On top of its disturbingly myopic reading of the subprime contagion, the Fed now thinks handing out billions more in loans to the players that created the crisis is really just a private affair. Washington, we have a problem.
When financial institutions were riding a wave of fee-generated euphoria, creating their toxic sludge of subprime investment vehicles, the U.S. Federal Reserve registered few, if any, concerns. The Fed was happy to buy into the idea that the banks and investment houses were headed by shrewd successors to the J.P. Morgan mantel who had discovered a new world of financial instruments that were producing untold wealth –at least for their creators. Even when things started to unravel, official disquiet was muted. Earlier this year, Fed chairman Ben S. Bernanke told a committee of the U.S. Congress that he didn’t expect the meltdown would spread.

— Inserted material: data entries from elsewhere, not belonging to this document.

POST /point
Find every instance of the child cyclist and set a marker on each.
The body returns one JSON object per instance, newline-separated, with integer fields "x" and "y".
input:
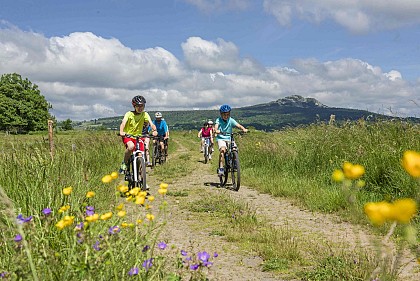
{"x": 132, "y": 124}
{"x": 225, "y": 124}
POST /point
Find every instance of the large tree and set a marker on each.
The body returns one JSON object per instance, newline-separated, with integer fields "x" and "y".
{"x": 22, "y": 107}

Since that time, the subprime contagion has begun to infect every part of the economy. Billions have been lost. And companies from Home Depot and FedEx to Hershey and Starbucks have registered adverse effects from the spread of subprime ills. The Fed has responded by incrementally lowering interest rates and by making, along with other key central bankers across the globe, hundreds of billions of dollars in cash available to shaky financial institutions. The market, which, as we noted earlier this week has become hooked like a street junkie on the need for ever more interest rate cuts, reacted negatively because the most recent drop did not go low enough. To atone for displeasing the gods of Wall Street, the Fed agreed to flood the market with billions more by creating a new “term auction facility” under which it would lend at least $40 billion to banks and investment institutions. The Fed is going to accept as collateral subprime-contaminated investment vehicles. Similar initiatives were announced by the central banks of Canada, England and Switzerland.

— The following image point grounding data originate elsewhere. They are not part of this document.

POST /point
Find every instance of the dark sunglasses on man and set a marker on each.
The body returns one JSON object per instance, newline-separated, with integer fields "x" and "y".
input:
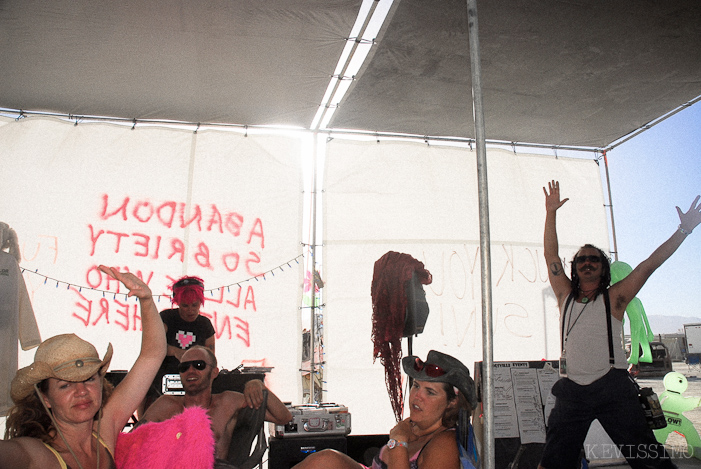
{"x": 583, "y": 259}
{"x": 198, "y": 364}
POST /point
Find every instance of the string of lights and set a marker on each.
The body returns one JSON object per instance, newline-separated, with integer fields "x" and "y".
{"x": 257, "y": 278}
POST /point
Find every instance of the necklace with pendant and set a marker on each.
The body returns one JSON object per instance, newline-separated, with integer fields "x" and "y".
{"x": 587, "y": 294}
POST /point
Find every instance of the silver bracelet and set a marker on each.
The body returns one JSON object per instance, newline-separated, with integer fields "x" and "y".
{"x": 683, "y": 231}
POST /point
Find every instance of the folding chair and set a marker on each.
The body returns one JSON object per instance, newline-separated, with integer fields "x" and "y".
{"x": 248, "y": 443}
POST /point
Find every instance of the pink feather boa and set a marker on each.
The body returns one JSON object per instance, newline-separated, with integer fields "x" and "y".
{"x": 185, "y": 441}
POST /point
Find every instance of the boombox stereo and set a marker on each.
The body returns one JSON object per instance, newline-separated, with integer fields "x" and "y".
{"x": 314, "y": 420}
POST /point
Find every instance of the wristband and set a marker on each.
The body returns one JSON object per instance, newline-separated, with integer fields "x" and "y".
{"x": 392, "y": 443}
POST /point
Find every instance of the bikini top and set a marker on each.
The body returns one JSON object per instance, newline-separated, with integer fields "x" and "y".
{"x": 63, "y": 464}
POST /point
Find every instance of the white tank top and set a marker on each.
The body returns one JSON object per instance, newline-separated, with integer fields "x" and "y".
{"x": 586, "y": 341}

What the Fed is up to seems transparent enough: The hope is that, at some point, an ocean of easy cash will wash away the subprime toxin. The Fed and its global counterparts are making cheap money available to the perpetrators of the subprime fiasco so they can extricate themselves from it. Many see it as a bailout. The problem is that cheap money was one of the conditions that caused this mess in the first place. And so was the opaque environment in which these financial poisons were unleashed. Amazingly, the Fed thinks both are still a good idea, because it is making sure the identity of the financial institutions taking advantage of the Christmastime generosity of the world’s key central banker will not be publicly disclosed. And it is doing this when the old Grinch of inflation is just around the corner. Last month, wholesale prices posted their biggest jump in 34 years.

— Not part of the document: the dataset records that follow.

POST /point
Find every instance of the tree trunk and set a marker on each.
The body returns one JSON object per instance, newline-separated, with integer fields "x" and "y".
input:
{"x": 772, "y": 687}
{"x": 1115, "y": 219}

When consumers take out a loan or are late with a payment or overspend, every bank and financial institution with whom they do business is made aware of those details within minutes. And every potential creditor has access to this information. But when the banks that have created a world-class disaster by over extending their own risk are facing gigantic losses and need the help of the American people’s top banker, it’s considered a state secret.
We wonder at this point whom the Fed is actually working for. It failed to oversee and properly regulate the risk content of these loans in the first place. It was AWOL when the symptoms of the crisis first appeared. It neglected to appreciate the need for the openness and accountability that might have prevented the spread of the 21st century’s greatest financial disease. It continues to be caught off guard as to how fast and to where this contagion is spreading. And now it seems to think handing out billions more in loans on the basis of the most dubious collateral paper is really just a private affair. Washington, we have a problem.
Public confidence, which is fundamental to a stable economy, will not be assisted by more backroom deals concocted by a myopic and transparency-challenged Fed working in concert with the players who masterminded the current disaster, which is why we believe the actions of the world’s most crucial central banker in creating what amounts to a private bailout window is the Outrage of the Week.